Ursulo had taken a crew of fifty men and cleared a brecha, a right of way, through the brush to serve as Gato’s training track. Its sandy loam protected the horse from
strain and conditioned his legs, heart, and lungs.
Mayo Indians crowded around the stable to watch Gato rest. They had brought him a billy goat so he would have a friend other than the mules Paseador and Negrito and to ward off sickness. The billy goat, Gato, and the mules gazed at the partners from their stalls with expressions that said, "Ah, more public. We have so much admiring public."
Marco Antonio braided a rawhide halter as he and Cody Joe lounged on their cots in another stall. Cody Joe whittled a stick with a new pocketknife. Both their hats were cocked jauntily on their heads.
After six weeks of careful, gentle training, Gato looked as though he could outrun the wind. Daily workouts, baths, rubdowns, and good grass hay and grain had made him bloom. Every lustrous hair on him seemed to vibrate. His eyes were clear as mezcal and showed an antagonistic gleam that came straight out of his stallion’s heart. He was ready to run a race, or fight a battle, and his look said that he hoped it would start soon.
"I’ve never seen a horse in such good shape," Kane said to Marco Antonio and Cody Joe. "What's you boys’ secret?"
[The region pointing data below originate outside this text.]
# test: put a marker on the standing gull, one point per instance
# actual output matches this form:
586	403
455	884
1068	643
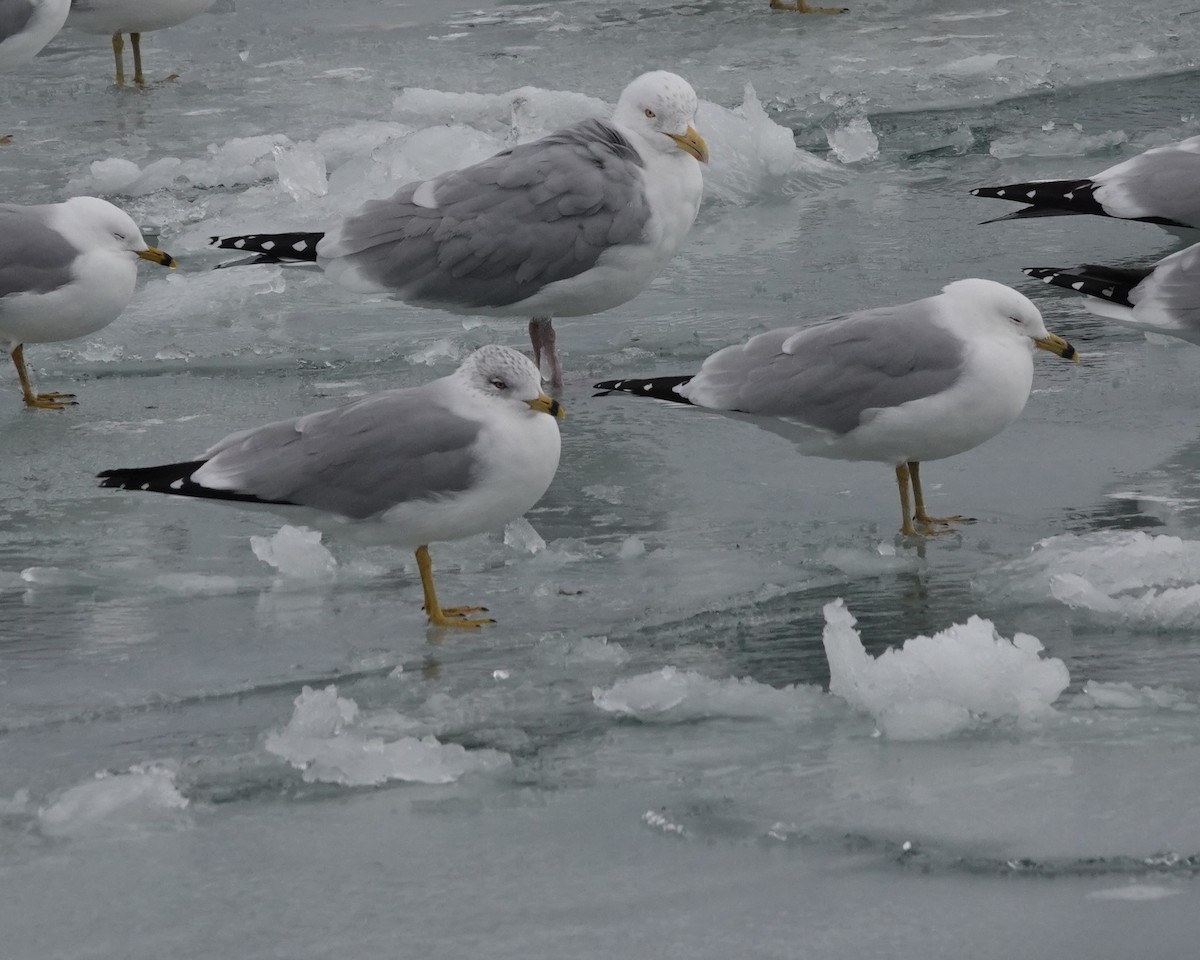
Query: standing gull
447	460
1162	299
132	17
28	25
898	384
66	270
1159	186
574	223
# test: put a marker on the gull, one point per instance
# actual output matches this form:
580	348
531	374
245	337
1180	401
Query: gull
1163	298
1158	186
132	17
450	459
574	223
66	270
28	25
898	384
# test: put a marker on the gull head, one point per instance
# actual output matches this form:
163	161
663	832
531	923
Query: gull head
96	223
507	376
995	307
661	108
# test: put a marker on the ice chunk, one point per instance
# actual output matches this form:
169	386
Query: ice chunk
939	685
753	155
329	741
1127	576
521	535
117	803
297	552
301	169
677	696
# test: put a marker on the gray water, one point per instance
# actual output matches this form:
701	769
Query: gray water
203	755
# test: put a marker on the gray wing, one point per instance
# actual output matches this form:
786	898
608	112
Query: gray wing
355	461
1171	292
833	375
504	228
15	16
34	258
1161	183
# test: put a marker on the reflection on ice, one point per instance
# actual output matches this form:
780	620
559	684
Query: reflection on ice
935	687
329	739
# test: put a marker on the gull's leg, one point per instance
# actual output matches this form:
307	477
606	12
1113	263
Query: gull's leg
906	528
541	336
136	40
119	55
39	401
801	6
437	615
921	516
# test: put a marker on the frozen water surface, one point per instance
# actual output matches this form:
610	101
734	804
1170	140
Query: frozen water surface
221	736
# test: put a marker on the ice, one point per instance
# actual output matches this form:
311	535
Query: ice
521	535
1125	696
753	155
117	804
1123	576
297	552
940	685
683	695
1056	142
301	169
329	741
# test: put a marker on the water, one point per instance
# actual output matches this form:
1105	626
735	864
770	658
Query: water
220	737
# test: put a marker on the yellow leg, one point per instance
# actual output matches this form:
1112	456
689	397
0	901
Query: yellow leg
136	40
437	615
801	6
39	401
919	501
119	55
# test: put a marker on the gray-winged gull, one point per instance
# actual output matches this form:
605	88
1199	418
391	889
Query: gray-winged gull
450	459
132	17
66	270
28	25
1158	186
899	384
1163	298
574	223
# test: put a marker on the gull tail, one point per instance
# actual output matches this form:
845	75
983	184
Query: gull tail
174	479
657	388
1111	283
270	247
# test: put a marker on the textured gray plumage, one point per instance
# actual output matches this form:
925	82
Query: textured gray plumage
504	228
15	17
34	258
345	460
832	375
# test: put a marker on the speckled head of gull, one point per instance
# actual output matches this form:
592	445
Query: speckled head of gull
66	270
900	384
1163	298
451	459
1158	186
28	25
132	17
573	223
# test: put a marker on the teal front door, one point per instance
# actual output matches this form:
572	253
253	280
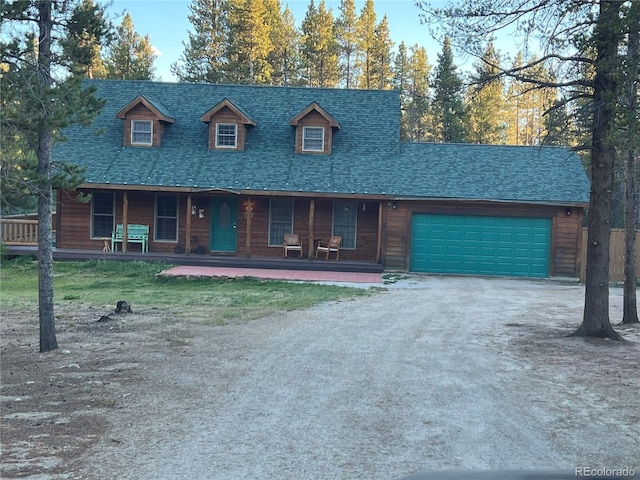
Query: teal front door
511	246
224	211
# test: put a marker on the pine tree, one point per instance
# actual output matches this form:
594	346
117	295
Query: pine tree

"We’ve had everything right," Cody Joe said. "Dona Vicenta came and got us and made us move here from the racetrack the day after we arrived. Since then, we’ve just stayed with the horse. She gave us her roof, her kitchen, her truck, has watched over us, and fed us way too much."
Ulp, Kane swallowed, and thought, More for me to feel guilty about.
Vogel saw Kane’s big swallow of consternation. "Vicenta’s my compadre Jim’s best friend." He laughed.
"She’s been a mother to us," Cody Joe said. "The Mayos have been our family. We’re happy here. Even Lupino is happy."
"Lupino?" Kane asked.
"The goat." Cody Joe laughed. "We think he might be related to the Lupinos, with those chin whiskers."
A tall, handsome young man came to the stables and stood in the shade while the partners and the boys discussed Gato’s training. Kane thought he might be a youngster from Chihuahuita who had grown up while he was gone. Vogel introduced him to Kane as Miguel, "Vicenta’s man."